En la primera fila de la enorme carpa, 16 rohingya llegados ayer por la mañana de los campos de refugiados de Cox’s Bazar (Bangladés) esperan sentados en sillas de plástico a que el Papa cruce el largo pasillo hasta el escenario del multitudinario acto interreligioso en Daca.
Mohamed Ayub, encogido de hombros, tocado con una gorra de béisbol y una cazadora negra, quiere hablar con él. Tiene 32 años y el Ejército de Myanmar mató a su hija este verano. Está nervioso. Cree que el Papa “es el líder del mundo” y que debería haber pronunciado el nombre de su etnia que, según la ONU, ha sido víctima de una” limpieza” étnica por parte del ejército de Myanmar.

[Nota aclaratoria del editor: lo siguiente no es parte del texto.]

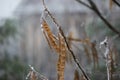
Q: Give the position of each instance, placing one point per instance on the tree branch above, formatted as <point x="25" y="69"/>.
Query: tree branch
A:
<point x="117" y="3"/>
<point x="96" y="10"/>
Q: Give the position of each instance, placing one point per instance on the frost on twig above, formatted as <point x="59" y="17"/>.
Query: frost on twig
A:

“Somos rohingyas desde siempre. Mi madre lo era, mi abuela también”, añade a su lado Abdul Fyez, que insiste en obtener ese reconocimiento. Al cabo de una hora escuchará como Francisco, delante de 4.000 personas, le pedirá “perdón” por la indiferencia y odio del mundo. “La presencia de Dios hoy también se llama rohingya”.
De este modo, en un momento de máxima emoción, el Papa ha tratado de desactivar la polémica generada estos días al evitar pronunciar el nombre de la minoría étnica birmana durante su viaje a Myanmar.
Un contundente giro de guión, en la línea de su imprevisibilidad —nadie sabía por dónde saldría cuando improvisó durante 10 minutos su discurso delante de la delegación de rohingyas—, que ha captado la atención de todo el mundo y le ha permitido colocar su mensaje al término de la labor diplomática.
“Vuestra tragedia es muy dura y grande. […]. En nombre de los que os persiguen, que os han hecho el mal, sobre todo en nombre de la indiferencia del mundo, os pido perdón, perdón”, les dijo tras hablar detenidamente con cada uno de ellos y escuchar el relato de sus vicisitudes.